A, treatment course of patient MGH953. This patient received sequential first-, second-, and third-generation ALK inhibitors, with initial response and then relapse on each drug. At each progression event, the patient’s recurrent malignant pleural effusion was drained and a cytology block was prepared. The resistant cancers underwent SNaPshot NGS profiling, with the ALK sequencing results shown below the timeline. B, clonal analysis based on whole exome sequencing of MGH953 samples. The alectinib-resistant clone harboring ALK G1202R acquired an additional ALK L1196M mutation on the same allele, leading to clinical relapse on lorlatinib. C, treatment course of patient MGH086. This patient was also treated with sequential first-, second-, and third-generation ALK inhibitors, with initial response and then relapse on each drug. All five brigatinib-resistant specimens were excisions of a recurring left axillary nodal mass, while the post-lorlatinib specimen was an excisional biopsy of a growing subcutaneous metastasis. D, clonal analysis based on whole exome sequencing of MGH086 samples. Of note, we previously reported the results of clonal analysis up to the second brigatinib-resistant specimen (ref. 12). Here we have extended the clonal analysis with the addition of three brigatinib-resistant and one lorlatinib-resistant specimens (indicated in red). The dominant brigatinib-resistant clone harboring ALK E1210K/D1203N acquired an additional ALK G1269A mutation, leading to clinical relapse on lorlatinib. E, treatment course of patient MGH987. This patient received four sequential ALK inhibitors, including lorlatinib. Repeat biopsies were performed at the time of resistance to alectinib and lorlatinib; both resistant specimens were derived from a progressive liver metastasis.

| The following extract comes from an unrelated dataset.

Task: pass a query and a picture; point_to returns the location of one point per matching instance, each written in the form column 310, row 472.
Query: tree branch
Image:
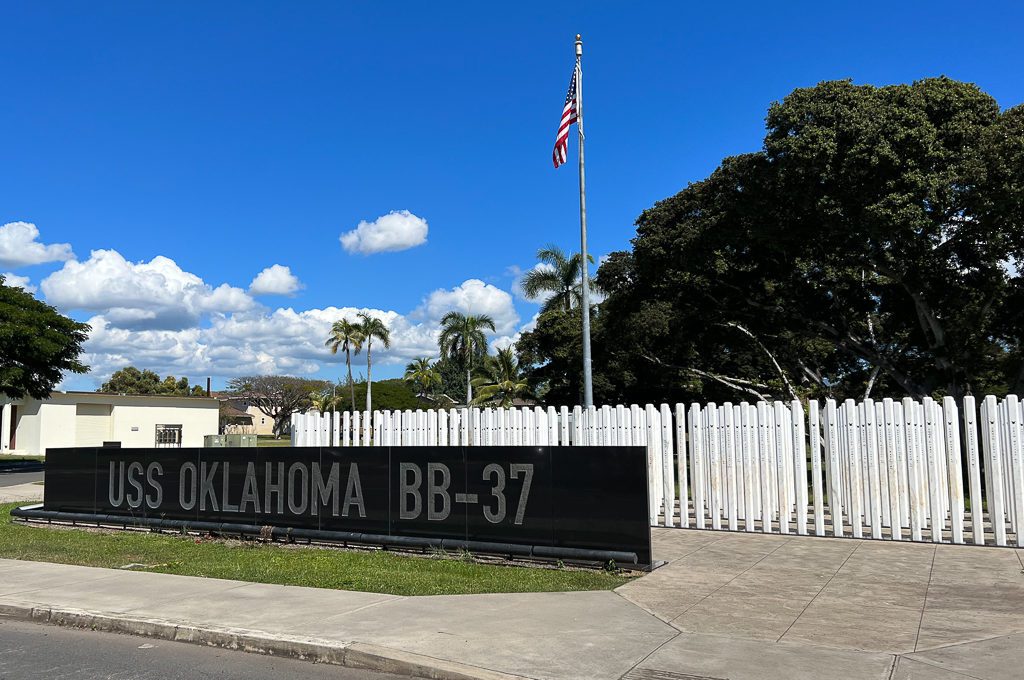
column 737, row 384
column 778, row 369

F, clonal analysis based on whole exome sequencing of MGH987 samples. The alectinib-resistant clone harboring ALK I1171N acquired an additional ALK L1198F mutation on the same allele.

Figure 6. Structural basis for lorlatinib resistance mediated by the compound ALK G1202R/L1196M mutant

A, co-crystal structures of non-mutant (blue) and ALK L1196M (green) tyrosine kinase domains bound to lorlatinib. B, aligned co-crystal structure of non-mutant ALK (blue) and model of the compound ALK G1202R/L1196M mutant (pink) based on MD simulations. The model comes from modifying the crystal structure of ALK L1196M with lorlatinib to replicate differences that were seen between the non-mutant and mutant kinase domains in MD simulations.